CT-PatchTST: Channel-Time Patch Time-Series Transformer for Long-Term Renewable Energy Forecasting
Kuan Lu, Menghao Huo, Yuxiao Li, Qiang Zhu, Zhenrui Chen
TL;DR
CT-PatchTST addresses the challenge of long-horizon renewable energy forecasting by jointly modeling inter-channel correlations and temporal dynamics in multivariate time series. It extends PatchTST with a dual-channel/time attention encoder, RevIN normalization, and patch-based input representations, yielding more accurate wind and solar forecasts. Evaluations on real-world Danish offshore/onshore wind and solar data show consistent improvements over PatchTST and other baselines, underscoring robustness across patch lengths and forecast horizons.
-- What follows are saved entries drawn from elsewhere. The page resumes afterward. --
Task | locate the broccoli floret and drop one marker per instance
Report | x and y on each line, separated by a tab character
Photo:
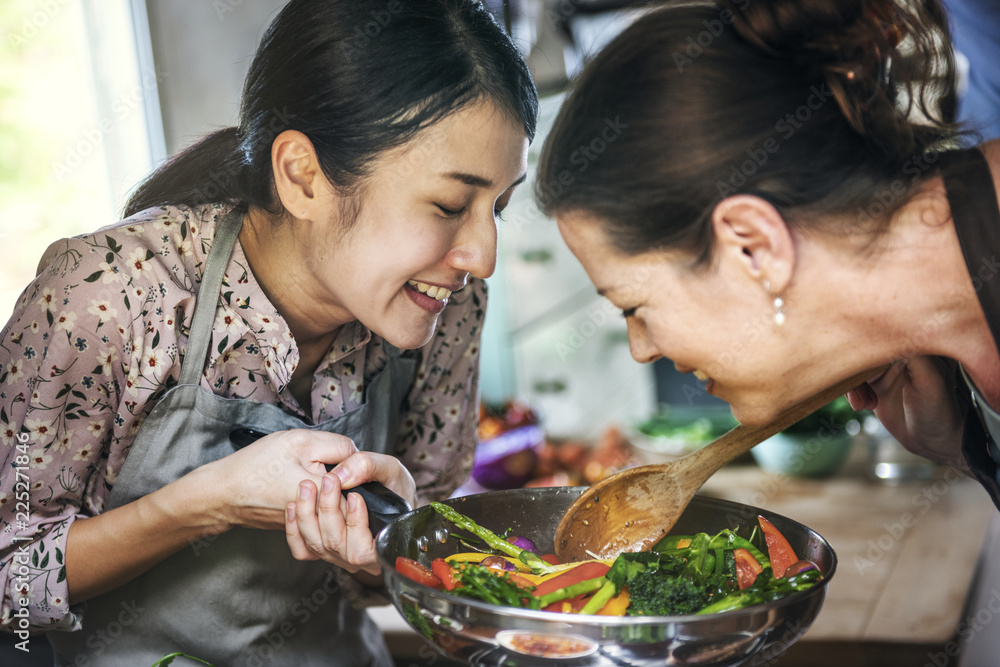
652	593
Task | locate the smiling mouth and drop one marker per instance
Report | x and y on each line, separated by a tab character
433	291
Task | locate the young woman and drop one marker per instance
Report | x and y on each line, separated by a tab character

The results imply improved predictive capabilities for energy storage coordination and grid operation, enabling proactive ESS deployment and reduced dispatch risk in high-renewable scenarios.
Abstract
Accurate forecasting of renewable energy generation is fundamental to enhancing the dynamic performance of modern power grids, especially under high renewable penetration. This paper presents Channel-Time Patch Time-Series Transformer (CT-PatchTST), a novel deep learning model designed to provide long-term, high-fidelity forecasts of wind and solar power. Unlike conventional time-series models, CT-PatchTST captures both temporal dependencies and inter-channel correlations-features that are critical for effective energy storage planning, control, and dispatch. Reliable forecasting enables proactive deployment of energy storage systems (ESSs), helping to mitigate uncertainties in renewable output, reduce system response time, and optimize storage operation based on location-specific flow and voltage conditions. Evaluated on real-world datasets from Denmark's offshore wind, onshore wind, and solar generation, CT-PatchTST outperforms existing methods in both accuracy and robustness. By enabling predictive, data-driven coordination of ESSs across integrated source-grid-load-storage systems, this work contributes to the design of more stable, responsive, and cost-efficient power networks.